New York City, San Francisco, Philadelphia and Seattle may be the first cities in the United States to create supervised sites or safe injection sites for addicts in their city to shoot up illegal drugs in a safe space. Mayor De Blasio of New York City planed to open up 4 sites around the city, where they would be open as a pilot program for a year. At these sites, there will be trained staff who would be able to administer Naloxone, which will save someone who overdoses. There will also be social workers available to talk to the addicts and guide them in the right path. These cities are the ones in the United States with the most overdose and addiction problems. So having the sites opened up in these cities first will help our country immensely, and will open up doors for more sites like these to take place.

 

This entry was posted in LG Portfolio, lg102015, Op-Ed Draft. Bookmark the permalink.

1 Response to Op Ed Draft—Lg102015

  1. davidbdale says:

    This is quality work, LG, careful in its conclusions, supported with interesting evidence, and reasonable-sounding. It has the bones of a good Op-Ed, but you’ve got some work left to do.

    You haven’t asked for any specific feedback, so I’ll respond with fundamental argument and evidence critique. You can ask for more feedback after you’ve made substantial revisions.

    The first thing a critical reader of an Op-Ed wants to know is, “Why should I change my mind?” In an essay about being nice to drug addicts, your primary audience will be the reader who is suspicious of any program that takes a softer approach than “They broke the law when they started using illegal drugs; if they’re addicted now, that’s their own fault; why would I want to make drug-taking easier for them when they should really just be in jail?”

    So I ask you, will your essay change the mind of such a reader looking for a reason?

    What that reader wants to know:
    —Will the injection site benefit me?
    —Will it attract heroin users to my neighborhood?
    —Will it increase heroin use?
    —Is the community actually providing heroin for these addicts?
    —Will the site help addicts break their addiction?
    —Others? Most likely, but let’s start with these.

    If you don’t have answers, you will not convince any opponents to favor your proposal.

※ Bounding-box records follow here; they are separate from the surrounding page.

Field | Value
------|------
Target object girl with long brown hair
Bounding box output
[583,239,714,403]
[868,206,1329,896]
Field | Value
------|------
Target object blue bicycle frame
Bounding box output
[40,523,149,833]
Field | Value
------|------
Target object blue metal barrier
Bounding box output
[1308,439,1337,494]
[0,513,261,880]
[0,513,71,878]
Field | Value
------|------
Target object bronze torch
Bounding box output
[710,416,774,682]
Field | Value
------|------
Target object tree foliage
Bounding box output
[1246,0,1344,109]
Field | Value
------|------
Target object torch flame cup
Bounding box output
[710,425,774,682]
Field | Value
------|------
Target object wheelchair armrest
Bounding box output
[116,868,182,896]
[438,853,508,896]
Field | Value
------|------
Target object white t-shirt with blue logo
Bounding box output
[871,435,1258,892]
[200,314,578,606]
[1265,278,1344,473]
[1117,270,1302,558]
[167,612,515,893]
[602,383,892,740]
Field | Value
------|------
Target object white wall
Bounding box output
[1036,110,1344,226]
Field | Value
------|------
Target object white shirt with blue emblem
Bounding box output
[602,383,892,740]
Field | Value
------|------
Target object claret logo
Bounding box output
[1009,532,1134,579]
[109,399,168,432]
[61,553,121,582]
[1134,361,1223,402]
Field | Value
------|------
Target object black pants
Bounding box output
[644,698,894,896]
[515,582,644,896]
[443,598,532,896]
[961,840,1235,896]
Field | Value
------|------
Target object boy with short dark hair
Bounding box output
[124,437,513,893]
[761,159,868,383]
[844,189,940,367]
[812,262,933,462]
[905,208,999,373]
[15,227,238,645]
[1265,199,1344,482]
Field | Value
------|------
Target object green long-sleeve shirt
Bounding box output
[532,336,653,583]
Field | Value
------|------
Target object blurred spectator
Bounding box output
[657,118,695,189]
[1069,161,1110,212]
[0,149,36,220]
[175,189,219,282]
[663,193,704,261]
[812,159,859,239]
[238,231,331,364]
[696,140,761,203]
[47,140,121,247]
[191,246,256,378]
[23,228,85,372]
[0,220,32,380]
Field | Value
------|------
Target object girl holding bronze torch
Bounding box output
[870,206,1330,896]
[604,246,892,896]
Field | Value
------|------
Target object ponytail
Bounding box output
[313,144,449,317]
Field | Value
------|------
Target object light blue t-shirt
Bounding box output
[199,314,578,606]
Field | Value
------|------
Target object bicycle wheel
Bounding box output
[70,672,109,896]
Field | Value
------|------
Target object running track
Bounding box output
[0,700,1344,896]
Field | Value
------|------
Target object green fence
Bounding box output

    But what if: The injection sites actually provide the heroin to make certain the stuff is clean and to be in charge of administering a maintenance dose. The addicts have to show up every day to receive their “benefit,” meaning they’re on the city payroll. There are always therapies and programs on offer, but they’re not required. The program is available only to addicts who have failed rehab and failed other programs first but have proved resistant to any sort of withdrawal protocol. No heroin is given to “rookies” ever. The payoff is not that addicts kick their habit. The payoff is that they stop filling up the emergency rooms, the jails, the courtrooms, costing the city millions of irrecoverable dollars. They stop mugging the neighbors, and breaking into homes and cars, infecting others with communicable diseases while prostituting themselves to gather enough money to score. In other words, they cost the city LESS and stop committing the crimes that are the real problem. How many questions would that answer?

    Check out the Vancouver program and any other that has shown success and see if they promote “addiction counseling” or “crime reduction” as the primary benefit.